Date Published: April 4, 2019
Publisher: Public Library of Science
Author(s): Lukuman Wahab, Haobin Jiang, Yanyong Guo.
Motorcycle crash severity is under-researched in Ghana. Thus, the probable risk factors and association between these factors and motorcycle crash severity outcomes is not known. Traditional statistical models have intrinsic assumptions and pre-defined correlations that, if flouted, can generate inaccurate results. In this study, machine learning based algorithms were employed to predict and classify motorcycle crash severity. Machine learning based techniques are non-parametric models without the presumption of relationships between endogenous and exogenous variables. The main aim of this research is to evaluate and compare different approaches to modeling motorcycle crash severity as well as investigating the effect of risk factors on the injury outcomes of motorcycle crashes. Motorcycle crash dataset between 2011 and 2015 was extracted from the National Road Traffic Crash Database at the Building and Road Research Institute (BRRI) in Ghana. The dataset was classified into four injury severity categories: fatal, hospitalized, injured, and damage-only. Three machine learning based models were developed: J48 Decision Tree Classifier, Random Forest (RF) and Instance-Based learning with parameter k (IBk) were employed to model the severity of injury in a motorcycle crash. These machine learning algorithms were validated using 10-fold cross-validation technique. The three machine learning based algorithms were compared with one another and the statistical model: multinomial logit model (MNLM). Also, the relative importance analysis of the attribute was conducted to determine the impact of these attributes on injury severity outcomes. The results of the study reveal that the predictions of machine learning algorithms are superior to the MNLM in accuracy and effectiveness, and the RF-based algorithms show the overall best agreement with the experimental data out of the three machine learning algorithms, for its global optimization and extrapolation ability. Location type, time of the crash, settlement type, collision partner, collision type, road separation, road surface type, the day of the week, and road shoulder condition were found as the critical determinants of motorcycle crash injury severity.
Globally, injuries resulting from road traffic crashes are a significant cause of death and disability with a disproportionate number occurring in African countries. The World Health Organization (WHO) stated that upwards of 1.2 million people die each year on the world’s roads, nearly half of which are those with the least protection: motorcyclists, cyclists, and pedestrians . Fast economic growth in low- and middle-income nations has been associated with a surge in motorization and road traffic injuries . In Ghana, studies have shown that one of the leading causes of death and injury is road traffic crashes, most of which occur in rural areas .
Over the years, numerous studies have applied a number of methodological techniques to explore the relationship between motor vehicle crash severity and its contributing factors . Some of the methods that have been used include a binary logit models , binary probit model , ordered logit model , ordered probit model , bivariate probit model , multinomial logit , random parameter logit , artificial neural network , Bayesian [46,47], semi-nonparametric  (see [49,50] for comprehensive reviews of these models).

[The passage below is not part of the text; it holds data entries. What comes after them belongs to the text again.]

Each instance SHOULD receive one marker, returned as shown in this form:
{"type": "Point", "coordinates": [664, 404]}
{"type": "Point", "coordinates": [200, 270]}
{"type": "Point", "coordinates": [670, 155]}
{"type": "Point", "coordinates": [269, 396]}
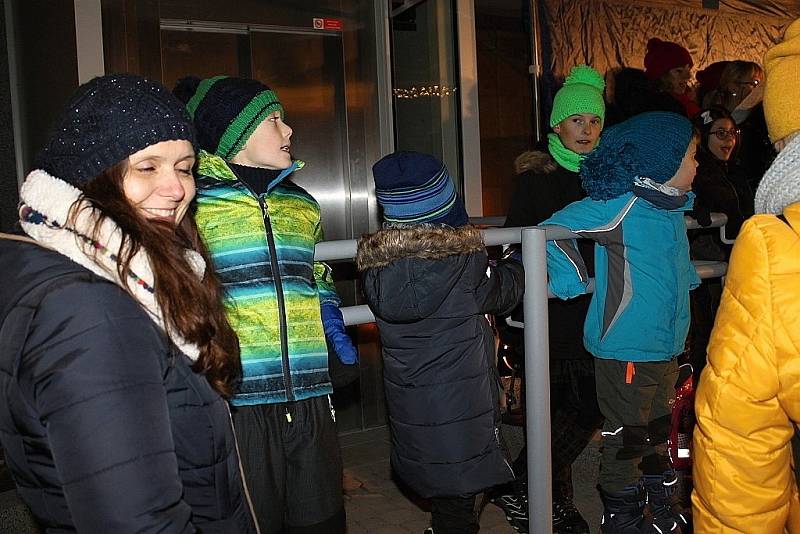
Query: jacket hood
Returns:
{"type": "Point", "coordinates": [410, 271]}
{"type": "Point", "coordinates": [416, 241]}
{"type": "Point", "coordinates": [536, 161]}
{"type": "Point", "coordinates": [215, 167]}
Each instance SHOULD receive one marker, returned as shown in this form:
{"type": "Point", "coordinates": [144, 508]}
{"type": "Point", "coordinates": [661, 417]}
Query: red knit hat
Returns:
{"type": "Point", "coordinates": [663, 56]}
{"type": "Point", "coordinates": [710, 76]}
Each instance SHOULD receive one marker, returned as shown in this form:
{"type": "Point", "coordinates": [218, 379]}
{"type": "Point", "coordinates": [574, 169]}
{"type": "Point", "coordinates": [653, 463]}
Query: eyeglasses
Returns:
{"type": "Point", "coordinates": [723, 134]}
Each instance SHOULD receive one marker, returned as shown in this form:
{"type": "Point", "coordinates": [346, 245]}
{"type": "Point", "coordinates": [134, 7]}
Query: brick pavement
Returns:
{"type": "Point", "coordinates": [377, 505]}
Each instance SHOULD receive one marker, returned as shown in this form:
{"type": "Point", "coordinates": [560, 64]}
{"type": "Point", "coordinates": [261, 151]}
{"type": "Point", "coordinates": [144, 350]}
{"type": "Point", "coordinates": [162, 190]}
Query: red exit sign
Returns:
{"type": "Point", "coordinates": [327, 24]}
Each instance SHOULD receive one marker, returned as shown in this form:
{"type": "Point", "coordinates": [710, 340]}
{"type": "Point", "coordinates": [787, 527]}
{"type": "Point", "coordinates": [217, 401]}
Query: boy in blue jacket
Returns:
{"type": "Point", "coordinates": [638, 181]}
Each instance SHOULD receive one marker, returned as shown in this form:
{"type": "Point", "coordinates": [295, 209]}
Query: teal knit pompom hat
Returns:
{"type": "Point", "coordinates": [649, 145]}
{"type": "Point", "coordinates": [226, 110]}
{"type": "Point", "coordinates": [582, 93]}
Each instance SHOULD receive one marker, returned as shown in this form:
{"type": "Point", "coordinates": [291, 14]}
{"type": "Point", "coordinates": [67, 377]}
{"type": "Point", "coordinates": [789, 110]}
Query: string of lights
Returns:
{"type": "Point", "coordinates": [440, 91]}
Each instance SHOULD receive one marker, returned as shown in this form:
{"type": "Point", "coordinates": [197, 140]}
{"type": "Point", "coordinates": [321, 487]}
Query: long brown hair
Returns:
{"type": "Point", "coordinates": [190, 306]}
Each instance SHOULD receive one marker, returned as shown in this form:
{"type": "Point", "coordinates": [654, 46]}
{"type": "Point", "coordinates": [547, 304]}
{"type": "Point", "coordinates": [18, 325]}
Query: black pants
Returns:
{"type": "Point", "coordinates": [293, 466]}
{"type": "Point", "coordinates": [575, 417]}
{"type": "Point", "coordinates": [455, 515]}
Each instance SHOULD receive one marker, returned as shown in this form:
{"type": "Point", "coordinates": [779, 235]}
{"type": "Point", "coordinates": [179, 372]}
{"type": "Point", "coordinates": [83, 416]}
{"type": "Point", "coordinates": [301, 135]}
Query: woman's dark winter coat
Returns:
{"type": "Point", "coordinates": [429, 288]}
{"type": "Point", "coordinates": [720, 187]}
{"type": "Point", "coordinates": [543, 187]}
{"type": "Point", "coordinates": [104, 426]}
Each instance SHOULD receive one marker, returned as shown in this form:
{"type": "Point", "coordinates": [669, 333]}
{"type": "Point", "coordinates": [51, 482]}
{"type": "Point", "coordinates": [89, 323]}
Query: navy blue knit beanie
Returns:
{"type": "Point", "coordinates": [226, 110]}
{"type": "Point", "coordinates": [414, 188]}
{"type": "Point", "coordinates": [106, 120]}
{"type": "Point", "coordinates": [650, 145]}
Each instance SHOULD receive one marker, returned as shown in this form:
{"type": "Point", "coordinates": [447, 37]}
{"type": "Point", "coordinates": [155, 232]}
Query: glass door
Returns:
{"type": "Point", "coordinates": [425, 88]}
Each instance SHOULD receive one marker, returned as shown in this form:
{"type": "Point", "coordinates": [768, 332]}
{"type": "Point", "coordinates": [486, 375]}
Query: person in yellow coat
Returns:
{"type": "Point", "coordinates": [748, 399]}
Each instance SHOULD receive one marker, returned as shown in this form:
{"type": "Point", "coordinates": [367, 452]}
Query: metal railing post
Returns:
{"type": "Point", "coordinates": [537, 381]}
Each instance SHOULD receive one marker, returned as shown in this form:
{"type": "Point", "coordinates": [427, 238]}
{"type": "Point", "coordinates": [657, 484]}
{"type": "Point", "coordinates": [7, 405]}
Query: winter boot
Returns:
{"type": "Point", "coordinates": [515, 506]}
{"type": "Point", "coordinates": [665, 503]}
{"type": "Point", "coordinates": [567, 519]}
{"type": "Point", "coordinates": [623, 511]}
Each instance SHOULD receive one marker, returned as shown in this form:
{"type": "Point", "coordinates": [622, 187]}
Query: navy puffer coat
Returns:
{"type": "Point", "coordinates": [429, 288]}
{"type": "Point", "coordinates": [105, 427]}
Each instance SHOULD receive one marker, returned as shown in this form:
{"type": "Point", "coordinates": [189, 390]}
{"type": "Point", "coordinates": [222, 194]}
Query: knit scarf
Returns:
{"type": "Point", "coordinates": [565, 157]}
{"type": "Point", "coordinates": [44, 211]}
{"type": "Point", "coordinates": [659, 195]}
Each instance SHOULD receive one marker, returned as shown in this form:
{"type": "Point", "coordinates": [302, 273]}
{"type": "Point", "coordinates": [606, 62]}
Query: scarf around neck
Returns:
{"type": "Point", "coordinates": [45, 207]}
{"type": "Point", "coordinates": [565, 157]}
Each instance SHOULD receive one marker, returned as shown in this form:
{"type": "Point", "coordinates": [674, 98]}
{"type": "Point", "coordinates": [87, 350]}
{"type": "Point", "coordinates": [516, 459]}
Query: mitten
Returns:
{"type": "Point", "coordinates": [333, 324]}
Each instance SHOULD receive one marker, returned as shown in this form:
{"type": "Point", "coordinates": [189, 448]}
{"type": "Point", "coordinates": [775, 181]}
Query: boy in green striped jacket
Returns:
{"type": "Point", "coordinates": [260, 229]}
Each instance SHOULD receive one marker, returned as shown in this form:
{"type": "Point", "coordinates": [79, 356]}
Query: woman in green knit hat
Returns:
{"type": "Point", "coordinates": [546, 182]}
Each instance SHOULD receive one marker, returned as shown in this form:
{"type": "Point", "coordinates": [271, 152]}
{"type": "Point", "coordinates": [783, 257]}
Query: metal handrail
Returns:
{"type": "Point", "coordinates": [537, 350]}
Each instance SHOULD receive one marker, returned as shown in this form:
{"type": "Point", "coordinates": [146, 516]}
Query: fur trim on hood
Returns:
{"type": "Point", "coordinates": [535, 160]}
{"type": "Point", "coordinates": [419, 240]}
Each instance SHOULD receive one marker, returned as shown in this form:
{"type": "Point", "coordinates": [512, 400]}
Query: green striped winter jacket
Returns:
{"type": "Point", "coordinates": [277, 318]}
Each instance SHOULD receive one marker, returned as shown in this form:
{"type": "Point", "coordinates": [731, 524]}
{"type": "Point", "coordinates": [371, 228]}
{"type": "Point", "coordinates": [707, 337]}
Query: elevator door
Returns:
{"type": "Point", "coordinates": [306, 69]}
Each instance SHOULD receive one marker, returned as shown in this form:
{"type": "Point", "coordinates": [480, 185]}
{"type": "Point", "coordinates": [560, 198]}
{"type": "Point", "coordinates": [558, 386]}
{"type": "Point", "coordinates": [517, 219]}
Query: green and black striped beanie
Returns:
{"type": "Point", "coordinates": [226, 110]}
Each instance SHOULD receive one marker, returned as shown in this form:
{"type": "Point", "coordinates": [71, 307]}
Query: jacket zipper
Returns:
{"type": "Point", "coordinates": [247, 496]}
{"type": "Point", "coordinates": [273, 259]}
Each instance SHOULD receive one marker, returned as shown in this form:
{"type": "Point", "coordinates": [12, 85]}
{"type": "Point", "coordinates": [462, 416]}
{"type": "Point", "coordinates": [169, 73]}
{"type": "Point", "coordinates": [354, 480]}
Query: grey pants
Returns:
{"type": "Point", "coordinates": [293, 466]}
{"type": "Point", "coordinates": [636, 400]}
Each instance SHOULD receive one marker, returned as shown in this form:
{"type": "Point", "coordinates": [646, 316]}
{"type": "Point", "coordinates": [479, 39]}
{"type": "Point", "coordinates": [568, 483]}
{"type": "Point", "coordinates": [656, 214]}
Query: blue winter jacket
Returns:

In this study, classification algorithms were applied to model the motorcycle crash severity. The injury severity attribute is used as the class attribute. This attribute takes four values as target values. The spreading of values in the dataset is presented in Table 1.
Traffic crash analysis is one crucial task of road safety organization. Machine learning methods are non-parametric techniques that have been widely used in transportation research but are still relatively underutilized in motorcycle crash severity analysis. After a thorough literature review, we found a gap in the published studies on the methodology in motorcycle crash-injury severity research. Most research focuses on traditional statistical methods; this study focuses on machine-learning techniques.